Photo-biotherapy such as ‘soft/cold’ low level laser light (LLLT) is a strong vasodilator & moderates skin immune response by inducing changes in T-cell reaction. To be therapeutically effective these laser appliances should be classified ‘3A/3B’ and be in the wavelength vicinity of 670nm & with a power output of at least 60mW. LLLT is a non-UV light source.

*Hair follicles, sweat + sebaceous (oil) glands
**In older or atopic females AA sometimes presents as a fibrosed (‘scarred’) appearance – particularly around the front hair line margins and temples. A scalp skin biopsy will usually provide the correct diagnosis.

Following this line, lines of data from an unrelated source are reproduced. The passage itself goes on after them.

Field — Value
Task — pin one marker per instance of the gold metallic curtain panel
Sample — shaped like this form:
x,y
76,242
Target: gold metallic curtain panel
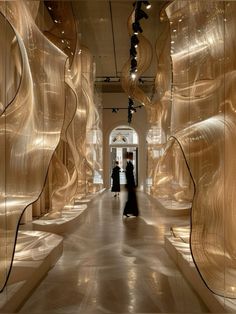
x,y
32,121
203,36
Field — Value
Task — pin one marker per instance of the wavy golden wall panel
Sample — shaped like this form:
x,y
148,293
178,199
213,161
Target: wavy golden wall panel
x,y
144,58
197,36
171,179
11,64
30,127
205,116
159,111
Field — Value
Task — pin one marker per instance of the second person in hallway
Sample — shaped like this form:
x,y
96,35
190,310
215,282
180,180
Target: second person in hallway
x,y
131,206
116,179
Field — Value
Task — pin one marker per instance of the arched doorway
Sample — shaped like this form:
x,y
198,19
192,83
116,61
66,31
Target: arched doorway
x,y
123,139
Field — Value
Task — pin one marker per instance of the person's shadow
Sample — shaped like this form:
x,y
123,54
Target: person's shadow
x,y
139,239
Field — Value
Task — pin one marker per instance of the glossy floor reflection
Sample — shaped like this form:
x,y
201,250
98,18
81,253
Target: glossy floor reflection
x,y
113,264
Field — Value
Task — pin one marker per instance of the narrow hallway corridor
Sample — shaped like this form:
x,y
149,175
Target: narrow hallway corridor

***Research from the Mayo Clinic (Journal of Immunology, Nov.2004) illustrates that the male immune system is less reactive than the female, because testosterone slows & weakens T lymphocyte response. Though females are more susceptible to autoimmune disease (because of their lower levels of testosterone), a male’s immune response is blunted when faced with a similar threat because of their higher testosterone levels.
****Hair Care Foundation (Australia) acquired the world-wide rights to the original German patent to further R+D the original product.